Step 2: Use Comparable Houses to Set Your List Price
What is a "comp"?
The best source of pricing information comes from houses directly comparable to your own. In the real estate industry, a "comparable," or "comp," is a house with similar features, preferably located near yours. When identifying comps, look for houses with the same number of bedrooms, bathrooms, and other amenities.
Check current listings.
To get comps, visit open houses, read classified ads (in print and online), and check out websites containing real estate listings. Websites that publish the Multiple Listing Service (MLS) are particularly helpful, such as www.realtor.com, by the National Association of Realtors (NAR).

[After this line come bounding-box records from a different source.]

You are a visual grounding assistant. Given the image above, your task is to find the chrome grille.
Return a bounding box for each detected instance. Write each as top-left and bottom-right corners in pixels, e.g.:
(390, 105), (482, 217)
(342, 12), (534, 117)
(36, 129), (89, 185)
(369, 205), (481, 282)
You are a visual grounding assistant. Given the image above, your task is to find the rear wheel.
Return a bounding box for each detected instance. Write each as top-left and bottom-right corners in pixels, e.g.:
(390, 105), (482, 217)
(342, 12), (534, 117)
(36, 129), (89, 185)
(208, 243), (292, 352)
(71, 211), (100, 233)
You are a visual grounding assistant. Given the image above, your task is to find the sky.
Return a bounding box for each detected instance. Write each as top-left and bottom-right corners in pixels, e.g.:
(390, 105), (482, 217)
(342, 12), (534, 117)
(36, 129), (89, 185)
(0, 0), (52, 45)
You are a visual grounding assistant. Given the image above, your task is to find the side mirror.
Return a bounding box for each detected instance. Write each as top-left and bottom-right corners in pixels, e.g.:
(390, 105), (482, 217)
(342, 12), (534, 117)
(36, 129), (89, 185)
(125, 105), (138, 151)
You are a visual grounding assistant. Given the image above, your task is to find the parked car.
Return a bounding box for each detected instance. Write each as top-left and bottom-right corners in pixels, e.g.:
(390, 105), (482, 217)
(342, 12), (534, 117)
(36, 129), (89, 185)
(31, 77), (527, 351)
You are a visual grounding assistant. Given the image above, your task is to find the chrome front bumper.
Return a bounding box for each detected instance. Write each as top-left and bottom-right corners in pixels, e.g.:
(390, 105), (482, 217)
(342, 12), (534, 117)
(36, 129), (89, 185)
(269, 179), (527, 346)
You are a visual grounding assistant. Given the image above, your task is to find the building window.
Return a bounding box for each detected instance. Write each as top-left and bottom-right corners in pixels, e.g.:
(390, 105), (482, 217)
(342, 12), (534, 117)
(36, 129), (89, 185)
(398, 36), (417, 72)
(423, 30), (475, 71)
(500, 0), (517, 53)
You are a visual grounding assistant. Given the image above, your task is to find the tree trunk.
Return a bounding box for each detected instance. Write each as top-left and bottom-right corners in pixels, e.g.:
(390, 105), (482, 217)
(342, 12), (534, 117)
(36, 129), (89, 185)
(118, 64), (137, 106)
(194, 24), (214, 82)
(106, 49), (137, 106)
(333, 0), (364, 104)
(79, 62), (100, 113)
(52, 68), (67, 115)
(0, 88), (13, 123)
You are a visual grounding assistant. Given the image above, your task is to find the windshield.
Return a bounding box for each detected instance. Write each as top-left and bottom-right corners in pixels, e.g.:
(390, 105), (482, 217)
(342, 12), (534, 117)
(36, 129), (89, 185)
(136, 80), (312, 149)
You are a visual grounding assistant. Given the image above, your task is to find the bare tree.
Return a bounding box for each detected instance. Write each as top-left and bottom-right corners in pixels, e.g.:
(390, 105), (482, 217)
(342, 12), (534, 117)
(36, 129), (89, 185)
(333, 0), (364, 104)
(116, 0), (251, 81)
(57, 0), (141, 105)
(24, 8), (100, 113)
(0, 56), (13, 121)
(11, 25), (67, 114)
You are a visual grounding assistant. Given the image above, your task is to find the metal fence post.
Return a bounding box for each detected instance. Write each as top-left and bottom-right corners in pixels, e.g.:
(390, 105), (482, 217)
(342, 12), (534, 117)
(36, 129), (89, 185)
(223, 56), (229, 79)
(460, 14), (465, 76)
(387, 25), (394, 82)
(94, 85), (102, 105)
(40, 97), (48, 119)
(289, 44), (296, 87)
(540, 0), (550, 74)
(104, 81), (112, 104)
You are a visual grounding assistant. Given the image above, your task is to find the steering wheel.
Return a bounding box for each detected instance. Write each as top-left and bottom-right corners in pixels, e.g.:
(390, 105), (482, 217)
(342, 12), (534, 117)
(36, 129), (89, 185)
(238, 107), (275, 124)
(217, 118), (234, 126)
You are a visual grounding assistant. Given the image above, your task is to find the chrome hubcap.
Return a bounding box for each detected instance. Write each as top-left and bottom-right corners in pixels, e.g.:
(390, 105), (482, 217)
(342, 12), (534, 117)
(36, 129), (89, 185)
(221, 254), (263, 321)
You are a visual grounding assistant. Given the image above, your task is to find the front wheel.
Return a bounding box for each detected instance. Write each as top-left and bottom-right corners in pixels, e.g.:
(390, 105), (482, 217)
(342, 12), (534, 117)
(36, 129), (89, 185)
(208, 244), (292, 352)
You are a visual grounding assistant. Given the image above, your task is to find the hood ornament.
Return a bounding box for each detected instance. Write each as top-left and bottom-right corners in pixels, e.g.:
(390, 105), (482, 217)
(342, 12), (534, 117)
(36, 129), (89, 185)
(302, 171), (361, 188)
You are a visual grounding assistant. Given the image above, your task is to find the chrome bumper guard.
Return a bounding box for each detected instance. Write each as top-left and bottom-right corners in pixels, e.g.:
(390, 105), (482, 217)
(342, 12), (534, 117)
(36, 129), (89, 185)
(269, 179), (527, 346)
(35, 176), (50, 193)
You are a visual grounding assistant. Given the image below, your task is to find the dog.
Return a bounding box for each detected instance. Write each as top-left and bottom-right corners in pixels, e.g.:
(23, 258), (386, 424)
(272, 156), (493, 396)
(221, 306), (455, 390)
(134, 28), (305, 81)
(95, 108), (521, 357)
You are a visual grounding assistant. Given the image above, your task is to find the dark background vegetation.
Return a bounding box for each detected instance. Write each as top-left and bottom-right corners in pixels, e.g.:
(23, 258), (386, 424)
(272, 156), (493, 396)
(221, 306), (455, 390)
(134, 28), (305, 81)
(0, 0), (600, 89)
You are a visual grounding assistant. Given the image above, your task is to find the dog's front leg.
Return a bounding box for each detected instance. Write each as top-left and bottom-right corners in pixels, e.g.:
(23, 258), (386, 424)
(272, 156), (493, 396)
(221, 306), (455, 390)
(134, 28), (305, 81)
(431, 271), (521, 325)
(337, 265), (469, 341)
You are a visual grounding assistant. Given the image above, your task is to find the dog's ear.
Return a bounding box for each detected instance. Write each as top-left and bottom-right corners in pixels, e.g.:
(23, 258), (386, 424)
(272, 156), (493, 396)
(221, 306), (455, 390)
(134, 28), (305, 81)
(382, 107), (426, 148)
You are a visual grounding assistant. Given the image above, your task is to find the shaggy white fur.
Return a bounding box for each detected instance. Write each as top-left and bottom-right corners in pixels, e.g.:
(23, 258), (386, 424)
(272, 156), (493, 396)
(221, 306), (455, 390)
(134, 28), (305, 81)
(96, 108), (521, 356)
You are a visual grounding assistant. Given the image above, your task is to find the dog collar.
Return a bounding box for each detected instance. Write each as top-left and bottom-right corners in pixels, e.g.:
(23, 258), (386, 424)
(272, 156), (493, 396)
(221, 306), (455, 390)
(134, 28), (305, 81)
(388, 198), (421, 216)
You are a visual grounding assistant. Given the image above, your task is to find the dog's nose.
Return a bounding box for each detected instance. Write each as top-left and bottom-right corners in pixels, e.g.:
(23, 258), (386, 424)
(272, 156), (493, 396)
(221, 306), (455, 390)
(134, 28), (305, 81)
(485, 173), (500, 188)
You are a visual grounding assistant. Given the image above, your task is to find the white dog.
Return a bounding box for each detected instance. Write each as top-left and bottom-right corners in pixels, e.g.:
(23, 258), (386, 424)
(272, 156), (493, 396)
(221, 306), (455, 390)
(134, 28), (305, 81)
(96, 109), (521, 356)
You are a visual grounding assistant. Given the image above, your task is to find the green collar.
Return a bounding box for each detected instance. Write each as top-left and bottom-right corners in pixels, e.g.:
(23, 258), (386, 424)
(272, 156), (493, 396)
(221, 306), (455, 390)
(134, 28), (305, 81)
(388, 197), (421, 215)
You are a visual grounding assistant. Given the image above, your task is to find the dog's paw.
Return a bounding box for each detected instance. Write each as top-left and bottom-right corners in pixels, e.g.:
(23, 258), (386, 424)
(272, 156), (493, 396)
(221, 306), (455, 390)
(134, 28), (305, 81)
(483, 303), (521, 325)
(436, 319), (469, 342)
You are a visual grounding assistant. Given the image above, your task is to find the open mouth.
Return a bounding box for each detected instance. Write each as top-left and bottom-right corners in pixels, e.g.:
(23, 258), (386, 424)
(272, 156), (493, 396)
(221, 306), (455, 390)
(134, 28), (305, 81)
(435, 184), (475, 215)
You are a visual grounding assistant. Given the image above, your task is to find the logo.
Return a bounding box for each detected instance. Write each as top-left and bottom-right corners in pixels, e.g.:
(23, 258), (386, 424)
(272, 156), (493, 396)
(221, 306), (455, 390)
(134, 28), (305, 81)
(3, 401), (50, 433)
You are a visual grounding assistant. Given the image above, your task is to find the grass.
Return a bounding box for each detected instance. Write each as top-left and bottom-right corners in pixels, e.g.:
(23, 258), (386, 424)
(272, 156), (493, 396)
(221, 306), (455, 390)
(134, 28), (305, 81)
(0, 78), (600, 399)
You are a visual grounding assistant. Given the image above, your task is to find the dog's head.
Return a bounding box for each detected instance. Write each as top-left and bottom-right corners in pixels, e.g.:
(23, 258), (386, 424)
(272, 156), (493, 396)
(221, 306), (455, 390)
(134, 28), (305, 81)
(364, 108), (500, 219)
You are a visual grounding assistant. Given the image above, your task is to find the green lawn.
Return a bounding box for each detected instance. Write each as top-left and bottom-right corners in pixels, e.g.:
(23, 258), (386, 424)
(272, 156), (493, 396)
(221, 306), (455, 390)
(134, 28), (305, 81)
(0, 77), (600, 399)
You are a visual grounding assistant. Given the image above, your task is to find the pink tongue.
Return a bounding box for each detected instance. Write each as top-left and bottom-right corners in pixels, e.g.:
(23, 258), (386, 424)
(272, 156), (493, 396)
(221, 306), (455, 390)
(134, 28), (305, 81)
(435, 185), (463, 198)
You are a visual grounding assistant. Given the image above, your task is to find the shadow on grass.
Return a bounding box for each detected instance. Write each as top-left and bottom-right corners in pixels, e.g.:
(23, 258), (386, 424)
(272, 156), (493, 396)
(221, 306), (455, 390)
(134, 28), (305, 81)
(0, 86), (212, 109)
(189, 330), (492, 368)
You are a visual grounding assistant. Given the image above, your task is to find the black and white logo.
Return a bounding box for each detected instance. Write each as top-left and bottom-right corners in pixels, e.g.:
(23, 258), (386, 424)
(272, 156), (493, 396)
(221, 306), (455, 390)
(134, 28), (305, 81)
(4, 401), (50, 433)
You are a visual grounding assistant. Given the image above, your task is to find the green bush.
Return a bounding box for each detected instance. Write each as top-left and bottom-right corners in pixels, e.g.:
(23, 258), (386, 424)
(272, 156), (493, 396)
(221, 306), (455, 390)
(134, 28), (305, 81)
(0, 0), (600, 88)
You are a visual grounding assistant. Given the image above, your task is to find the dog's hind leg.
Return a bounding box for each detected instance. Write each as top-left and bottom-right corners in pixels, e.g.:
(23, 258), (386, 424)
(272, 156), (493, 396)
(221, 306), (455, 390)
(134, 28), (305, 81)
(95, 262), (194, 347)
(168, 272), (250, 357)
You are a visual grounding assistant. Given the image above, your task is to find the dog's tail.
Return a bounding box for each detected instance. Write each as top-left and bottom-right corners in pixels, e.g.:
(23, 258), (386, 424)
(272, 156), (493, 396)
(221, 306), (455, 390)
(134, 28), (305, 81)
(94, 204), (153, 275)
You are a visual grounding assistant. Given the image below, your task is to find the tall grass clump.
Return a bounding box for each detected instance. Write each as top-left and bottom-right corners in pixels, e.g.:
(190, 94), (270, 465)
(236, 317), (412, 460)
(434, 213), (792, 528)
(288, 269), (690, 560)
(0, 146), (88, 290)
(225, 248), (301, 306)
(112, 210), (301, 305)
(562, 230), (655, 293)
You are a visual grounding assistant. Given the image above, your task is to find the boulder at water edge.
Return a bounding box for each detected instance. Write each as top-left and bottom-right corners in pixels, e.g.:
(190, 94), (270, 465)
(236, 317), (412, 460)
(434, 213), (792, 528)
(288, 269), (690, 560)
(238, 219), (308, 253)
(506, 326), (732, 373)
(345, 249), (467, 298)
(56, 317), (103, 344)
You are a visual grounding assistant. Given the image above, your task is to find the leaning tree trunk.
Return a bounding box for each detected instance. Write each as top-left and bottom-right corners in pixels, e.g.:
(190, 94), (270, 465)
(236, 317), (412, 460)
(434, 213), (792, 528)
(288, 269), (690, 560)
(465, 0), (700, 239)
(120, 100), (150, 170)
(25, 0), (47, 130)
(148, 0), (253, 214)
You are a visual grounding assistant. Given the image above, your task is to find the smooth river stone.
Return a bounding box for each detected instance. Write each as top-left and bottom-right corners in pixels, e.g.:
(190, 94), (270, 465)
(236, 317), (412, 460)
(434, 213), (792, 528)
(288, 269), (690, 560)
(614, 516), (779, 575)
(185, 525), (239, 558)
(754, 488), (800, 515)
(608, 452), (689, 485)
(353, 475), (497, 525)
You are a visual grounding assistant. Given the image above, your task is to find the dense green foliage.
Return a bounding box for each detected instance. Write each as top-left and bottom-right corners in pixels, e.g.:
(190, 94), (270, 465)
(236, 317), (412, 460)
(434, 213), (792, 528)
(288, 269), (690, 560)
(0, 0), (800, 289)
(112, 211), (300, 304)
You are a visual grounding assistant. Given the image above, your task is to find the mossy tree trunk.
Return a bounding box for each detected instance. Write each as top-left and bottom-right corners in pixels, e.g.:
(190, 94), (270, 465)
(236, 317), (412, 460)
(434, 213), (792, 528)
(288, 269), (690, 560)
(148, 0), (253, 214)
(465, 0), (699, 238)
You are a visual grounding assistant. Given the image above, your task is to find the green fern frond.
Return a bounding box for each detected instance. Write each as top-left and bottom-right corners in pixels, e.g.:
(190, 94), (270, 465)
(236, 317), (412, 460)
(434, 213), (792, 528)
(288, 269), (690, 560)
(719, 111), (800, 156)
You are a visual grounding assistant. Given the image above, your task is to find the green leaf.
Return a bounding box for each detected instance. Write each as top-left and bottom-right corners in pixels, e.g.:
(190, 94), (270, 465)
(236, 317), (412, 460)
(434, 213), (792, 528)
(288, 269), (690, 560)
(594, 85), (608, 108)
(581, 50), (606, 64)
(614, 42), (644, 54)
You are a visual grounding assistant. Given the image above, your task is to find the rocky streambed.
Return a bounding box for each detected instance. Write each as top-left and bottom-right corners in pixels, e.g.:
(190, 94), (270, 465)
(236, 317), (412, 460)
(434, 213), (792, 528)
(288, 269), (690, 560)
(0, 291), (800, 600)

Review actual selling prices.
Of course, list prices don't tell you how much houses ultimately sold for -- that's the comparable data you really need. In a hot market, houses might go for well over list price, and vice versa. Do some research at websites that collect this data, such as Zillow or Trulia. This information will also help you decide which of the incoming purchase offers are realistic.
Do your own homework.
Don't wait for your real estate agent, if you work with one, to put a dollar figure on how much your house is worth. For one thing, less scrupulous agents may inflate their estimates to capture your business. More important, you want to be educated about your house's real value so you can work intelligently with your agent and make rational decisions when negotiating with buyers. Most agents will suggest a price range for you to work with, and it won't help if you simply choose the highest number in the range, without having done your own research first.